Gini Kopecky Wallace has been an editor at Ladies’ Home Journal, Viva, Redbook, Life and Family Circle, among other publications. She has co-authored two nonfiction books, Masculinity Reconstructed, and Do They Hear You When You Cry, and has edited or book-doctored three others. She has been a contributing editor at Ladies’ Home Journal and Redbook, and her articles and essays have appeared in more than 35 other publications, including Viva, Life, Family Circle, Glamour, The New York Times Sunday Magazine, NYT Sunday Arts & Leisure, Ms., The Village Voice, American Health, Shape and American Forests.

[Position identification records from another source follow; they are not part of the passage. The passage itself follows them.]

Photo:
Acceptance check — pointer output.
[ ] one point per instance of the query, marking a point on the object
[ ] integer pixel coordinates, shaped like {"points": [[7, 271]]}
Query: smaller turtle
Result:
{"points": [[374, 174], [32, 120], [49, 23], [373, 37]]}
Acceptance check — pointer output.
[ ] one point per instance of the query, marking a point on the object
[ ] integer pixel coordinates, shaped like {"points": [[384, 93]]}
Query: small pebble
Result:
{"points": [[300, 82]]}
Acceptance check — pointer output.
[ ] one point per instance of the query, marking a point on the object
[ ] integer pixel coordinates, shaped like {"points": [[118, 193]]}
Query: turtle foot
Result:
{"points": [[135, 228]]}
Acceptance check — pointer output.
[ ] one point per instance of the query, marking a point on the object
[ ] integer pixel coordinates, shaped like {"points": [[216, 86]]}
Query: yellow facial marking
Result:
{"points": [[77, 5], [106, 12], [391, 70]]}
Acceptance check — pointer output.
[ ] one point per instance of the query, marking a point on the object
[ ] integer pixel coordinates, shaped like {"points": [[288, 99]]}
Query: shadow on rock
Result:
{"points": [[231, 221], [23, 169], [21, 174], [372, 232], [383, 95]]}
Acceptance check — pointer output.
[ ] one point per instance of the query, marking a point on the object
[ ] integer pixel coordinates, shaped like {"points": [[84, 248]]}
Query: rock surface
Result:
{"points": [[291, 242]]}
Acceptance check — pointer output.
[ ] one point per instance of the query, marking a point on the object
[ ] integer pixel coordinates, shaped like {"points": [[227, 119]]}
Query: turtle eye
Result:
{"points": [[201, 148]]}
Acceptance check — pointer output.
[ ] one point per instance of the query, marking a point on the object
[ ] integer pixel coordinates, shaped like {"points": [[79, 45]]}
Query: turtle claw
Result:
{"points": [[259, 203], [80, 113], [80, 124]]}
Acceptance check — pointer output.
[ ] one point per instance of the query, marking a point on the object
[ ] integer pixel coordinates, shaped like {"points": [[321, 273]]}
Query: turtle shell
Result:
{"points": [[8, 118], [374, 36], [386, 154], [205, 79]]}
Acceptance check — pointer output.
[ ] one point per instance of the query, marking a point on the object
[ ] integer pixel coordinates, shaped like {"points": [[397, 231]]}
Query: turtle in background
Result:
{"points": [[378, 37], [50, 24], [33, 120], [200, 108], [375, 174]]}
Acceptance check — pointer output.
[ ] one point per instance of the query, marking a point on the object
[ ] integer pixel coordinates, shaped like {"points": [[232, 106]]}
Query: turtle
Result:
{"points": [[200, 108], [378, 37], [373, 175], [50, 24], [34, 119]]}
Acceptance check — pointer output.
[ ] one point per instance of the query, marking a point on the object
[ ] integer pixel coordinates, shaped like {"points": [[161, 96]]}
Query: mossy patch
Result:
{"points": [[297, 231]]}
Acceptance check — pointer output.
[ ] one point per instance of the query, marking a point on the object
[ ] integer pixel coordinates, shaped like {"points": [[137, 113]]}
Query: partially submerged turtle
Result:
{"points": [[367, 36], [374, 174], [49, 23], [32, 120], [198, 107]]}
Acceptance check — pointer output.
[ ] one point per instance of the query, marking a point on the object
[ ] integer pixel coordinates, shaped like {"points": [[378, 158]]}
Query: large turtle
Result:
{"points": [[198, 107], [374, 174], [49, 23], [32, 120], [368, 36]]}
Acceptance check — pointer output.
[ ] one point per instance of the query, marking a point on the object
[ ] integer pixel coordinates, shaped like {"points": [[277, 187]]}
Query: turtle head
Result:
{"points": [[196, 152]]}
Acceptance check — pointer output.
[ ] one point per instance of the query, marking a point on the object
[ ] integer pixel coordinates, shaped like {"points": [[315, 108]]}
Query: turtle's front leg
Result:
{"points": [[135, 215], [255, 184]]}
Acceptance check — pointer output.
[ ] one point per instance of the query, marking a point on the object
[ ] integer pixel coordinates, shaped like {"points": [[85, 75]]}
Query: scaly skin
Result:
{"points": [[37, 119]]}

She has been involved in the creation and/or editorial direction of six special-interest publications covering subjects including women’s and family health, college life, and the planet’s water resources, and she has a long-standing special interest in dolphins and whales. She has taught magazine- and essay-writing at Fordham University, Lincoln Center, has been a frequent panelist and guest speaker at writing conferences and courses, and has made regular guest appearances on TV.

 

Laura Weiss, a journalist with extensive online experience, has written for AOL and for the TIME and Food Network web sites; some of her other credits include The New York Times, The NY Daily News, Travel + Leisure and Interior Design. She was also a director at AOL, where she managed entertainment content partnerships. In addition, she is an adjunct professor at NYU’s Carter Journalism School, and blogs about the Upper West Side food scene at www.foodandthings.com. Laura is the author of Ice Cream: A Global History (Reaktion Books).

 

 

Sharyn Wolf is the author of Love Shrinks: A Memoir of a Marriage Counselor’s Divorce forthcoming in May from Soho Press. Previously she has written five self-help books, including Guerrilla Dating Tactics, How to Stay Lovers for Life, and This Old Spouse. These books have been translated into eight languages. Sharyn has appeared on more than 400 television and radio shows, including eight visits on Oprah. Through her writing, she has been a spokesperson in the corporate sector for products from Oil of Olay cosmetics to Viagra. In the past, she led workshops across the United States. The most popular was 72 Ways to Flirt.

Sharyn is a New York State licensed psychotherapist in private practice with more than twenty years experience in individual, couple and group psychotherapy. She has written two books on couple counseling. A former jazz vocalist, she also works part-time as a social worker for the Jazz Foundation of America.